An incredible mess. 70 boxes of unpublished pages, thousands of manuscripts, with drafts written on drafts, neither classified nor put away… This precious one is going to be more difficult to save than Frodo’s ring… Yet he dives in, and finds treasures of which he himself was unaware: a very complete version of the founding book, The Silmarillion, those, also very advanced, of other tales and legends. This renowned linguist then felt that he had found the meaning of his life: he left the University of Oxford and dedicated himself to his father’s work. “Over the years,” explains Martin Vagneur, editor at Christian Bourgois, “Christopher became part of Tolkien’s universe. He highlighted secondary texts, he became a co-signatory of The History of Middle Earth. The work is also his today.”
A step, not an end point
It is first of all the publication of Silmarillion in 1977, to which he already added a few passages of his own to make connections and eliminate inconsistencies. Having become a cartographer, he even developed a geography of Middle Earth. In 2007, he released The children of Hurin, a second big success. At the same time, he is working onHistory of Middle Earth, a work written by him from the notebooks and papers left by his father. This immense fresco has twelve volumes in English. Five have been published in French, including the two volumes of Book of Lost Tales, undertaken by JRR Tolkien in 1916-1917, left unfinished, and completed by Christopher. Today, JRR’s direct work is managed by the Tolkien Estate, and Christopher’s by his widow, Baillie.

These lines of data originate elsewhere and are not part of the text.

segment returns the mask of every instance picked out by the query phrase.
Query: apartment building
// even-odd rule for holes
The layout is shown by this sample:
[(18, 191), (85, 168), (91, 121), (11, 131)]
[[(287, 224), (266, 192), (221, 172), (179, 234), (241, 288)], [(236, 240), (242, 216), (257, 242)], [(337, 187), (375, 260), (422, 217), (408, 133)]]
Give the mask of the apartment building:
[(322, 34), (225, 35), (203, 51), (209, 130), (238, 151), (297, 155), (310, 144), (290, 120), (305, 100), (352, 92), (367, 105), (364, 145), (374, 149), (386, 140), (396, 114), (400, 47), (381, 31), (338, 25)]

This 50th anniversary is a milestone and by no means an end point. The sixth volume of Stories from Middle Earth is being translated and a complete of Tolkien’s vast correspondence is announced. Middle Earth has not yet unearthed all its secrets.
The Lord of the Rings, illustrated by JRR Tolkien, trans. from English by Daniel Lauzon. Christian Bourgois, 1384 p., €89.
The Hobbit, trans. from English by Daniel Lauzon. Paperback, 400 p., €9.90.
The Silmarillion, trans. from English by Daniel Lauzon. Paperback, 480 p., €11.
The Book of Lost Tales, trans. from English by Adam Tolkien, two volumes. Christian Bourgois, 384 p. and 496 p., €25 each.